The Law Commission’s 246th Report titled “Amendment to Arbitration and Conciliation Act, 1996” was submitted to the Law Minister on 05.08.2014 proposing several changes to the Arbitration and Conciliation Act 1996 (“1996 Act” or “Act”). The Report was made available to public on 07.08.2014. The road to reforms on the 1996 Act is at least a decade old. In 2001, the Law Commission published the 176th Report proposing several amendments to the 1996 Act. But the Act remained, and remains, unamended. Subsequently, after reports by several bodies (including the BP Saraf Committee and the Departmental Related Standing Committee on Personnel, Public Grievances, Law and Justice). In 2010, the Ministry of Law and Justice came up with a Consultation Paper. Based on the same, conferences/ consultations were held. From the inputs derived from these, the Ministry prepared a Draft Note for the Cabinet. Subsequently, the Ministry requested the Law Commission to study the amendments proposed in the Draft Note for the Cabinet . The Law Commission has now come up with the 246th Report. In this post, we comment on the changes made by the Commisssion.
Amendments to the Preamble:
The Commission has noted that the para should be added in the Preamble to reiterate the Act’s commitment to fairness, speed and economy in dispute resolution:
“And WHEREAS it is further required to improve the law relating to domestic arbitration, international commercial arbitration and enforcement of foreign arbitral awards as also to define the law relating to conciliation, in order to provide a fair, expeditious and cost-effective means of dispute resolution;”
The Commission was of the view that such an amendment may not “directly affect the substantive rights and liabilities of the parties”, the amendment would form “basis for Arbitral Tribunals and Courts to interpret” the Act in consonance with the aforesaid objectives.
Comments: Why should domestic arbitration, international commercial arbitration and enforcement of foreign arbitral awards be specified separately?

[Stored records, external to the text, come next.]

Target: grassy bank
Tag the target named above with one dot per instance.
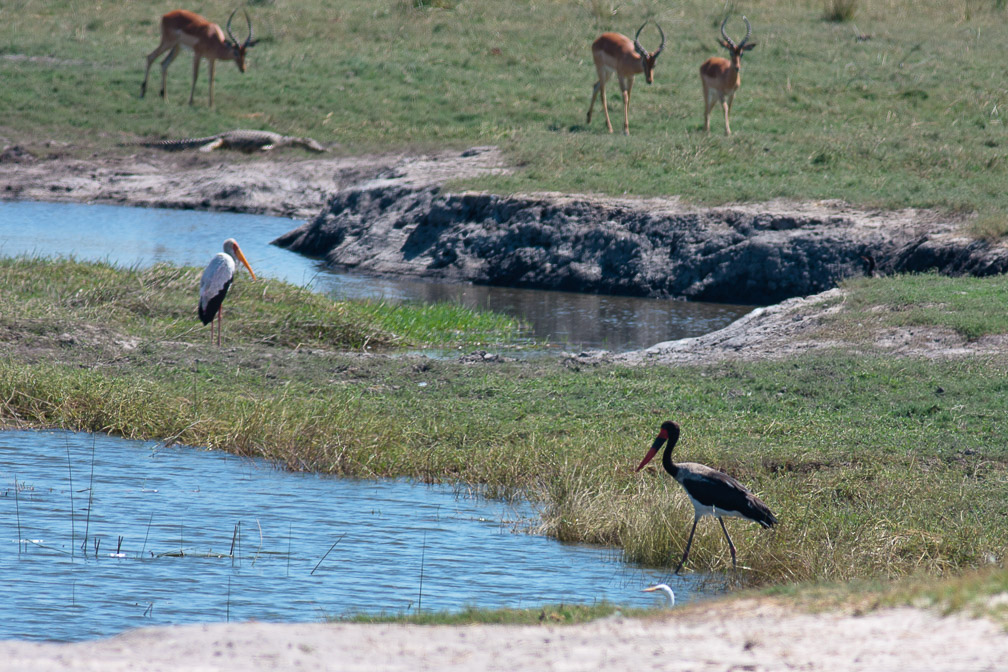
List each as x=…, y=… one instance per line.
x=901, y=105
x=877, y=466
x=158, y=303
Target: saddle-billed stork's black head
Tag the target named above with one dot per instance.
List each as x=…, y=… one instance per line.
x=669, y=432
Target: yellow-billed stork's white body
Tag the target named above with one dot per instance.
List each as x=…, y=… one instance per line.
x=216, y=281
x=712, y=493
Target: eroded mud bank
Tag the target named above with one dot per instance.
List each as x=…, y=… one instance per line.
x=756, y=254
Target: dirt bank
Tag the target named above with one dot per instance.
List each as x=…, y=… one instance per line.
x=389, y=215
x=725, y=636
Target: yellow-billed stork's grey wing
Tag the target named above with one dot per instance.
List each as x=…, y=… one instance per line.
x=214, y=285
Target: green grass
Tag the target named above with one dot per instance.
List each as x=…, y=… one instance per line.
x=973, y=307
x=878, y=466
x=158, y=303
x=549, y=615
x=910, y=117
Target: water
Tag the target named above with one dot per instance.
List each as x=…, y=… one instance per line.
x=210, y=537
x=135, y=236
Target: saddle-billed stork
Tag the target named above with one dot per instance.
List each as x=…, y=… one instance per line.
x=215, y=283
x=712, y=492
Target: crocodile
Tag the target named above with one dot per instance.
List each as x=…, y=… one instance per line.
x=242, y=140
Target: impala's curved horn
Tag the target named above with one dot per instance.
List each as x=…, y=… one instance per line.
x=749, y=31
x=662, y=39
x=725, y=34
x=636, y=41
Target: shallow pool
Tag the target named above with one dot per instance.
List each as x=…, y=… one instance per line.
x=99, y=535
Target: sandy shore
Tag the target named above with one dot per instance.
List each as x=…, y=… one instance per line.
x=727, y=635
x=734, y=635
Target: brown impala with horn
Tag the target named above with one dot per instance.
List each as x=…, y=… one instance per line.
x=618, y=53
x=721, y=77
x=184, y=28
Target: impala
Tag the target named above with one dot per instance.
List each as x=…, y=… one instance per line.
x=721, y=78
x=184, y=28
x=614, y=52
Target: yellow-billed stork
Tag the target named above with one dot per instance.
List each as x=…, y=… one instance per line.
x=216, y=281
x=712, y=492
x=664, y=588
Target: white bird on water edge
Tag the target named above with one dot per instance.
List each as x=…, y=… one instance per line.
x=667, y=590
x=216, y=281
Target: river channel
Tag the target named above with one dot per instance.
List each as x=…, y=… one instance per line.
x=141, y=236
x=100, y=534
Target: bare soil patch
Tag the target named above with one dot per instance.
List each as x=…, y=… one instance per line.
x=732, y=635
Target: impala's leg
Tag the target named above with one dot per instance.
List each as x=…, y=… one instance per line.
x=151, y=57
x=605, y=104
x=728, y=109
x=196, y=75
x=626, y=86
x=213, y=64
x=164, y=68
x=708, y=105
x=595, y=93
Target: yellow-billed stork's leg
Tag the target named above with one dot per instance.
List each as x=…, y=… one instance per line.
x=731, y=546
x=688, y=544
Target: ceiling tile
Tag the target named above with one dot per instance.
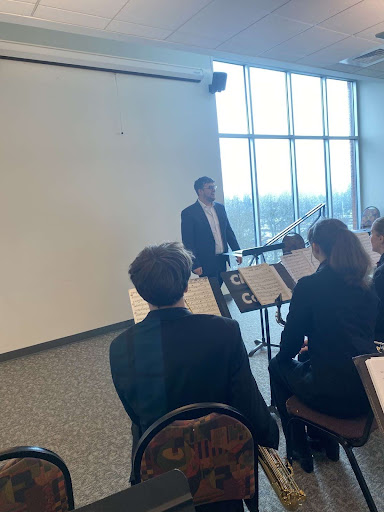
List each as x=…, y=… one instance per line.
x=347, y=48
x=314, y=11
x=134, y=29
x=357, y=18
x=193, y=40
x=264, y=34
x=168, y=14
x=222, y=19
x=72, y=18
x=103, y=8
x=310, y=41
x=13, y=7
x=370, y=33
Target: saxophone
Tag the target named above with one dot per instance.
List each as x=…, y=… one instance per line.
x=280, y=476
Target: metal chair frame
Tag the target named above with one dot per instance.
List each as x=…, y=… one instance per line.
x=347, y=444
x=189, y=412
x=35, y=452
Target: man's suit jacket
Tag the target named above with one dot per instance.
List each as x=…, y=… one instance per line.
x=197, y=236
x=339, y=321
x=174, y=358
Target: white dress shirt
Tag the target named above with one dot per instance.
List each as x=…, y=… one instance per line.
x=213, y=220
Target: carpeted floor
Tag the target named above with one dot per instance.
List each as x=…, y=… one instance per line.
x=63, y=399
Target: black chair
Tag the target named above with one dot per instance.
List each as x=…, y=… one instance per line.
x=349, y=433
x=167, y=492
x=213, y=444
x=25, y=467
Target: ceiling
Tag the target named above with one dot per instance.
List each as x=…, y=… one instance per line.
x=316, y=33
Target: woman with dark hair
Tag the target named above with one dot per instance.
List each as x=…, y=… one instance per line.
x=377, y=242
x=336, y=310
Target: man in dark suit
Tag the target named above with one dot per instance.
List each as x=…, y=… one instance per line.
x=174, y=358
x=206, y=231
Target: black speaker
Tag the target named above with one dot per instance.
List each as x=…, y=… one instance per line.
x=219, y=81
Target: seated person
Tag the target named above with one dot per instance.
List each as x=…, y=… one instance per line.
x=377, y=242
x=174, y=358
x=336, y=309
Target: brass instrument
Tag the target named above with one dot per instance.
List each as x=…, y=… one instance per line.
x=279, y=318
x=280, y=475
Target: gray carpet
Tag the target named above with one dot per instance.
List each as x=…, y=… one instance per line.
x=63, y=399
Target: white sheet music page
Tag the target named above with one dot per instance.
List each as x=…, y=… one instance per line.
x=140, y=308
x=365, y=240
x=375, y=367
x=297, y=264
x=200, y=298
x=265, y=283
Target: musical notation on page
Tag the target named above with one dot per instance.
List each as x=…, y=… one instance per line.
x=265, y=283
x=365, y=241
x=375, y=367
x=200, y=298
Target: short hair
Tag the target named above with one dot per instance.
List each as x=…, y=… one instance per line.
x=343, y=250
x=200, y=182
x=160, y=273
x=378, y=226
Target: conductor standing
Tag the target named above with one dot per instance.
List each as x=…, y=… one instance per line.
x=206, y=231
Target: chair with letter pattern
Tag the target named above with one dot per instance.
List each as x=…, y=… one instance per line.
x=34, y=479
x=212, y=444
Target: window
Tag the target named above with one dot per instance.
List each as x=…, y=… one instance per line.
x=288, y=142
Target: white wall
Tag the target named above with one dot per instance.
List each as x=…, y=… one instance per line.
x=371, y=119
x=79, y=200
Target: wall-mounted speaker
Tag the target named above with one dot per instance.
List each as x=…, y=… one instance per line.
x=219, y=81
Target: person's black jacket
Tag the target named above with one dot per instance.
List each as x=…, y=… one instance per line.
x=197, y=236
x=378, y=282
x=339, y=321
x=174, y=358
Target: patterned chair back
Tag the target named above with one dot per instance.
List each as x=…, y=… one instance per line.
x=292, y=242
x=34, y=484
x=214, y=451
x=369, y=215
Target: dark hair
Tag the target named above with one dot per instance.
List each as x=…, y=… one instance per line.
x=378, y=226
x=343, y=250
x=200, y=182
x=160, y=273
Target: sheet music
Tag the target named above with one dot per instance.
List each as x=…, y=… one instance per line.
x=375, y=367
x=298, y=263
x=265, y=283
x=140, y=308
x=365, y=240
x=200, y=298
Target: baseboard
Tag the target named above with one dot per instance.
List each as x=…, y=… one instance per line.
x=82, y=336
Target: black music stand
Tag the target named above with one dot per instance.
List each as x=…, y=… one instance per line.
x=245, y=299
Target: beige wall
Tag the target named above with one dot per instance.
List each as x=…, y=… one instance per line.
x=79, y=199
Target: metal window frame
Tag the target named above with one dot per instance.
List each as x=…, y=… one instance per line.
x=291, y=137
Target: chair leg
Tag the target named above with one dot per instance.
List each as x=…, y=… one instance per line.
x=359, y=476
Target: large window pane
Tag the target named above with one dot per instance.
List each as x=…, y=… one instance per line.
x=231, y=105
x=342, y=177
x=307, y=105
x=269, y=102
x=273, y=169
x=238, y=189
x=310, y=178
x=339, y=98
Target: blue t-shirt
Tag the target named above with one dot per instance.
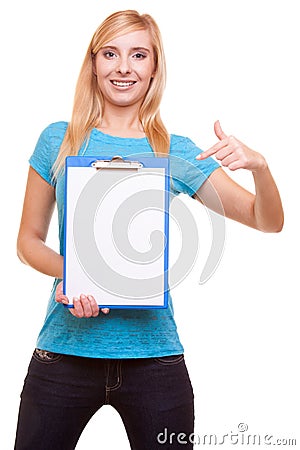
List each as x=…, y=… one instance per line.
x=123, y=333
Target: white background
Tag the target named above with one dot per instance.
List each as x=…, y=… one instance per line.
x=233, y=60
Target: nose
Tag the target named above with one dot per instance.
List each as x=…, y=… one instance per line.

Wouldn’t it have sufficed to simply state “…to improve the law relating to arbitration as also to define…”?
We are slightly sceptic of this amendent as there were enough such signals in the Act which were wholly ignored by the judiicary and the Act was construed at their whim and fancy. Nevertheless, the Commission probably felt that since BALCO (2012) and the subsequent changes to the judiciary’s approach to arbitration, it is important to provide such signals to ensure that courts consider these objectives while dealing with the Act. It is important to clearly state what the Legislature wants out of arbitration in India. Considering this, the amendment’s unambiguous statement of the object of the enactment is in the right direction.
Amendments to Section 2:
Arbitral Tribunal Includes Emergency Arbitrator:
The Commission seeks to include “emergency arbitrator” to the the definition of arbitral tribunal in S. 2(1)(d).
Comment: Several institutions such as the International Chamber of Commerce, Singapore International Arbitration Centre, Stockholm Chamber of Commerce provide for an arbitrator appointed prior to the constitution of the arbitral tribunal for the sake of emergency interim relief. The amendment seeks to recognise emergency arbitrator under the Rules.
Apart from the above-said amendment, there is nothing else in the amendment on the Emergency arbitrator. Two aspects are worth noting here:
1) In a jurisdiction which consists predominantly of ad hoc arbitration, shouldn’t the Commission have thought of a court appointed emergency arbitrator parallel to court based interim measures? Such an appointment should be based merely on an application by a party and the standards of entering into jurisdiction by such emergency arbitrator should be the same as that of an emergency arbitrator under the institutional Rules. An aspect probably worth examining by the Law Commission.
2) Legal recognition to such measures ordered by the emergency arbitrator should be made express. Further, institutional Rules, such as the ICC Rules, may not be clear on whether such orders by the emergency arbitrator are enforceable and the means of enforcing them. The Commission could have perhaps clarified where and how the emergency arbitrator’s order would fit in in the scheme of interim measures ordered by the tribunal, its appealability and enforcement.
Court for the Purposes of International Commercial Arbitration:
“Court” for the purposes of International Commercial Arbitration would mean the High Court. Thus, the District Court is being divested of the power to deal with International Commercial Arbitrations.
Comments: The Commercial Division Bill proposed to constitute a Bench of the High Court to deal with all matters pertaining to challenge and execution of arbitral awards. This amendment departs from the previous stand by letting the District Court deal with all matters pertaining to domestic arbitration while emasculating the jurisdiction to deal with International Commercial Arbitration. An appropriate move as past records show that even the Supreme Court has struggled to deal with choice of law doctrine clearly. Hence, this amendment is a good move. In restrospect, the Commercial Division Bill perhaps went far too ahead in further burdening the already burdened High Court in dealing with domestic arbitrations as well.